Entertainment

Spotlight on bumper summer of shows at Kennington’s Ovalhouse Theatre

Ahead of its big move to Brixton, Ovalhouse Theatre is running a busy summer season and reflecting on five decades in showbusiness.

Kennington’s independent theatre, pictured above, relocates to south-west London in October 2020, as part of the multi-million pound Somerleyton Road Project – which also includes more than 300 houses.

The new three-storey building, on Coldharbour Lane, will hold two auditoria and seven rehearsal rooms and is close to the site of the old Brixton Theatre destroyed by a bomb in World War II.

Head of theatre and artistic development Owen Calvert-Lyons, 38, said: “It’s a bittersweet move, the current building is great and we’ve all got a lot of affection for it but at the same time it is coming to the end of its life.

“What we want is for artists at the outset of their career to have the very best facilities available to them and that’s what the new building affords – it’s hard not to be excited by that.”

While the current theatre also has two auditoria, the new buildings will be twice the size allowing Ovalhouse to fill more seats and produce larger productions.

And it’s not just the bigger facilities which excite Owen, but the prospect of moving to a busier, more vibrant neighbourhood.

“There’s a really busy night time economy in Brixton, whereas now we’re on a commuter route with not a lot of footfall going past.

“The Oval cricket ground dominates the area whereas in Brixton there are people looking for things to do every evening; people deliberately going out to eat and drink and that really helps because it allows a theatre to become part of people’s nights.”

Now in its penultimate summer in Kennington, Ovalhouse’s schedule is one of its busiest and most varied yet.

The summer season contains three full-length plays and four ‘FiRST BiTES’ performances – used to showcase incomplete productions.

Critically acclaimed writer Koko Brown returns to present Grey, the second instalment in her colour trilogy and which examines black women’s mental health.

Grey runs from Thursday 27 June – Saturday 13 July.
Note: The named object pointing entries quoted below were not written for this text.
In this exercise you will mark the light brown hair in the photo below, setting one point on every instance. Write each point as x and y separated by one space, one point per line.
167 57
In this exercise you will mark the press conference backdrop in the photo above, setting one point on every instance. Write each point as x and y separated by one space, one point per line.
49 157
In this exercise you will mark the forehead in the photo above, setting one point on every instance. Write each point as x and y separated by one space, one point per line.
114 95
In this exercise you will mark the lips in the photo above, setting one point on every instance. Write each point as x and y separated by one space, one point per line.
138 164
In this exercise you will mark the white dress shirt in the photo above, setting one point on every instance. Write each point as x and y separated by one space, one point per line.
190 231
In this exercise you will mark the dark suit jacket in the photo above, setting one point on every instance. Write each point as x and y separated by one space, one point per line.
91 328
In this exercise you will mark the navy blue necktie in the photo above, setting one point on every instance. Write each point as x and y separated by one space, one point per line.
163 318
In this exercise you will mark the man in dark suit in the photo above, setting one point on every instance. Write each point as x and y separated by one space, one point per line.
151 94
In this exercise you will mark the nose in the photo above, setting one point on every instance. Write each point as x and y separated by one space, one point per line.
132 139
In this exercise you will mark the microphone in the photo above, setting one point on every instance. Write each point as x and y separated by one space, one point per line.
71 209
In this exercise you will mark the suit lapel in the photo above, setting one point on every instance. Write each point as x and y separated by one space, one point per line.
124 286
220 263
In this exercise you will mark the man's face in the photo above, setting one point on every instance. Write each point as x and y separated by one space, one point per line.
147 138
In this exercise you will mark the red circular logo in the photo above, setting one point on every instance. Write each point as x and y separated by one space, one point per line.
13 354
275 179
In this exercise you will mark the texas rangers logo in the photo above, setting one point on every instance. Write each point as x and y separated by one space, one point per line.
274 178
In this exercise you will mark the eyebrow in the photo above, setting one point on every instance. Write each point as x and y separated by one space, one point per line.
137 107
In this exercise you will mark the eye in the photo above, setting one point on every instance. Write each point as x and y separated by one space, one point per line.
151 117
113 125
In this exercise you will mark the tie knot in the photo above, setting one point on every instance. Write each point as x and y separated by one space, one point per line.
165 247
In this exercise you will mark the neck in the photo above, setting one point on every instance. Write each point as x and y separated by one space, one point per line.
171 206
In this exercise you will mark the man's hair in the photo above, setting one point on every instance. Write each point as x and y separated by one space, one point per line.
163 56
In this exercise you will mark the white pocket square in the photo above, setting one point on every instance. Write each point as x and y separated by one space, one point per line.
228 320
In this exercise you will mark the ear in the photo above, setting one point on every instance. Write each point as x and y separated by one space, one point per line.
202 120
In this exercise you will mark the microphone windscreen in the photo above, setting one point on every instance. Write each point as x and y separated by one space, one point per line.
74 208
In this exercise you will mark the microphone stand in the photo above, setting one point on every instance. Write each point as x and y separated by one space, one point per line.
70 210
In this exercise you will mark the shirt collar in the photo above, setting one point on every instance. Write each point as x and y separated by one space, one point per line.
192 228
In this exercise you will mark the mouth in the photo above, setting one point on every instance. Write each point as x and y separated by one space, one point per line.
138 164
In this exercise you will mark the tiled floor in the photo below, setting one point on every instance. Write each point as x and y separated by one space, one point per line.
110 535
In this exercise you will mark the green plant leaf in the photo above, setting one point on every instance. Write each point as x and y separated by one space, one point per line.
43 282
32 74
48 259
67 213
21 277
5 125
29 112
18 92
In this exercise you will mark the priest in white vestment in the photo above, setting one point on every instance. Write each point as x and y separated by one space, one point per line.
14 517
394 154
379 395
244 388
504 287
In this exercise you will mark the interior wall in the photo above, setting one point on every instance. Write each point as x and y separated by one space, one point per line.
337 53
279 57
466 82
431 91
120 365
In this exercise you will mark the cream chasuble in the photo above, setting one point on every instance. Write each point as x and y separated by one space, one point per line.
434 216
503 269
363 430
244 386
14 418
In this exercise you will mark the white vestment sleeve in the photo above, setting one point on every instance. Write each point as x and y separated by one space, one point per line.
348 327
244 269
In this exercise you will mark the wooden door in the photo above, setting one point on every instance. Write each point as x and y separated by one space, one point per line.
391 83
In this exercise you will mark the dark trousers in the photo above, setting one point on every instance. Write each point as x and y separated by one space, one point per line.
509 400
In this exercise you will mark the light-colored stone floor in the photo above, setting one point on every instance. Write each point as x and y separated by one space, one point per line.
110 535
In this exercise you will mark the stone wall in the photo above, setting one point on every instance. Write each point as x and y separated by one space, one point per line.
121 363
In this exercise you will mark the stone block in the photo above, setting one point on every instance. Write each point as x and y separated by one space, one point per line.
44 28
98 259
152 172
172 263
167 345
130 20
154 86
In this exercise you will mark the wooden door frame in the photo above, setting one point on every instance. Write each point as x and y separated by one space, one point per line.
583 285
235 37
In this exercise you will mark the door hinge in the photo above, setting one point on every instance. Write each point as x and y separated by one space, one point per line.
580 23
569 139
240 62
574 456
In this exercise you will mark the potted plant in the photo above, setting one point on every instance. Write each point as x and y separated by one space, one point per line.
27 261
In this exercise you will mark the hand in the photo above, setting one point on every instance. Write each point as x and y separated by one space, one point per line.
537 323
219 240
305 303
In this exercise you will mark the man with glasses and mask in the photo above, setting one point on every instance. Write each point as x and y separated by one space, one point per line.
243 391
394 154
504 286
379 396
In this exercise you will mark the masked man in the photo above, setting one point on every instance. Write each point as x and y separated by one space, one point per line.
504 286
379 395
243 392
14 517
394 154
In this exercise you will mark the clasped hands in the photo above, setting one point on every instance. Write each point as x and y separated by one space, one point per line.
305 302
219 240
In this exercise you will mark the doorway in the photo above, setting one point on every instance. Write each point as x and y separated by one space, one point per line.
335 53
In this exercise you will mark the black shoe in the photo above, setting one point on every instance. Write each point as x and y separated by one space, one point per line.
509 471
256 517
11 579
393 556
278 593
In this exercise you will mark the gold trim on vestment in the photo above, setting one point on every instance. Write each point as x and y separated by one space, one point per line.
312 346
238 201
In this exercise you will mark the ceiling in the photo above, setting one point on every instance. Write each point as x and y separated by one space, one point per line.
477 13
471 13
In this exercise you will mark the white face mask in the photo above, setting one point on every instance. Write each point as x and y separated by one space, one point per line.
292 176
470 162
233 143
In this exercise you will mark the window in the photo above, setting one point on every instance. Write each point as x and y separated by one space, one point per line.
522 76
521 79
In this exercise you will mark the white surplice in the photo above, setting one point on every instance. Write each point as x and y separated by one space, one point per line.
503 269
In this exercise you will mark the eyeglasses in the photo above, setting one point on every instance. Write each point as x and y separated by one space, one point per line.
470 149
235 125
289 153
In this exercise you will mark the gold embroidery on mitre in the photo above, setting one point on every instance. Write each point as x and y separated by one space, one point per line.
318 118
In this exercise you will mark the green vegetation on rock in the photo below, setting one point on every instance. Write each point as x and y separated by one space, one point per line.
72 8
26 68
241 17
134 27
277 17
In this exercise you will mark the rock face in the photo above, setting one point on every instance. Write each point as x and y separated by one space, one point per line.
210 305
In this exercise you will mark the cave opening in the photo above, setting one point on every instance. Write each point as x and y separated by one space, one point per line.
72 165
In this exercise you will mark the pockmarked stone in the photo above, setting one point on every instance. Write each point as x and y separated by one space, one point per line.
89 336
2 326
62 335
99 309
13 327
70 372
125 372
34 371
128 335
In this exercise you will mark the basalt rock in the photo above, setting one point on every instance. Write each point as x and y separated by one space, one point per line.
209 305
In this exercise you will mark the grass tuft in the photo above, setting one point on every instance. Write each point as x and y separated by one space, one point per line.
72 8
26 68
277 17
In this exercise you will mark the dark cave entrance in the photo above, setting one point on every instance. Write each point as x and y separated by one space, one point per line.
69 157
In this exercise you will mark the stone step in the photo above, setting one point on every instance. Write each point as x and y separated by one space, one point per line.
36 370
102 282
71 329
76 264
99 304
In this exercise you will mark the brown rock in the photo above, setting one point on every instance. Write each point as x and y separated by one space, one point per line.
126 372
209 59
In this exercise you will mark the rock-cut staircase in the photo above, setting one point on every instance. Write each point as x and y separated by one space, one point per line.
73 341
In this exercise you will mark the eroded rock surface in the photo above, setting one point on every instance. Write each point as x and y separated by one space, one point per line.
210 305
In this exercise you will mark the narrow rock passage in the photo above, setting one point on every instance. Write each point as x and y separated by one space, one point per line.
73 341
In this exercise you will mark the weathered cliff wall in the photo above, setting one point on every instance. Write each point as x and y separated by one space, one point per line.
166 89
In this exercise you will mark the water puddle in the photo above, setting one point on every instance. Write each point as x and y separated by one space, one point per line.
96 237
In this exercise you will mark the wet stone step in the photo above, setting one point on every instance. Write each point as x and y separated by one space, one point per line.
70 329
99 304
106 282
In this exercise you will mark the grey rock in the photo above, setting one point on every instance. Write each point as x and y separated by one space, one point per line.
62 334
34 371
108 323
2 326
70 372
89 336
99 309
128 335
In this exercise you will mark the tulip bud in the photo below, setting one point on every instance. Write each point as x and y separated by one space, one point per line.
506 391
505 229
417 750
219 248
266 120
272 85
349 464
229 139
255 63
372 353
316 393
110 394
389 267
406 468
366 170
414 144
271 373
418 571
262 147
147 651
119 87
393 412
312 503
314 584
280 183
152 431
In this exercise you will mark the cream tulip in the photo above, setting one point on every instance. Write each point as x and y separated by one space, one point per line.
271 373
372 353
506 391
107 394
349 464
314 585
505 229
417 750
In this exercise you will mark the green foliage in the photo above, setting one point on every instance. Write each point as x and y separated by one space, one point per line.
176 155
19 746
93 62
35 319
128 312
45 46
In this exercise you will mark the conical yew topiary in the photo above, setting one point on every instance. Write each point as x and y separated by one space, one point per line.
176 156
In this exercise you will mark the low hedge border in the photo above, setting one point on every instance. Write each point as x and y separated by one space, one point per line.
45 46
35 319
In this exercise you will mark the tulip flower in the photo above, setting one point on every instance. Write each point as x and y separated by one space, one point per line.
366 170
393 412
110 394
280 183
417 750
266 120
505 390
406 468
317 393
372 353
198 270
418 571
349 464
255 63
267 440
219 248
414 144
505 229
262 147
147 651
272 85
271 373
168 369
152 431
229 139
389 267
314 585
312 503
Accompanying that are six performances from the Untold Season, which gives new artists the chance to stage their first production.

Owen said: “The Untold Season is new artists telling bold stories that all need to be told now. They’re all real reflections of the world as we find it at this moment, and that’s a hallmark of a Ovalhouse production – we don’t tend to present any productions that are looking backwards.

“We don’t tend to present any classics, our productions are fiercely contemporary.”

Progressive, forward-thinking art set in the present is not the only hallmark of an Ovalhouse piece, the theatre also prides itself on nurturing young artists who may have never written or performed before.

“We’re not very script led, we’re an experimental theatre – a theatre of radicalism,” said Owen.

He said: “For us, it’s much more about the idea and how the artist wants to express that, than relying on the artist’s skill and ability to turn that into the written word.”

Owen said Rough Cut by Little Soldier Productions was the summer season’s most radical play because of its ‘anarchic’ approach to theatre-making.

He said the emphasis placed on these kind of productions allowed Ovalhouse to make a broad style of work, not often found in other London theatres.

Such a grass-roots, community led approach has stylised the theatre since its conception in the 1960s.

Owen said: “The current building started its life as a boy’s club post-war, to support children and young people into positive activities and then in the sixties it specialised and became a theatre.

“We’re into fifty-something years of being a theatre and are now starting a new chapter in our history.”

Brixton Ovalhouse will have a soft opening from October 2020 before starting its new programme in February 2021.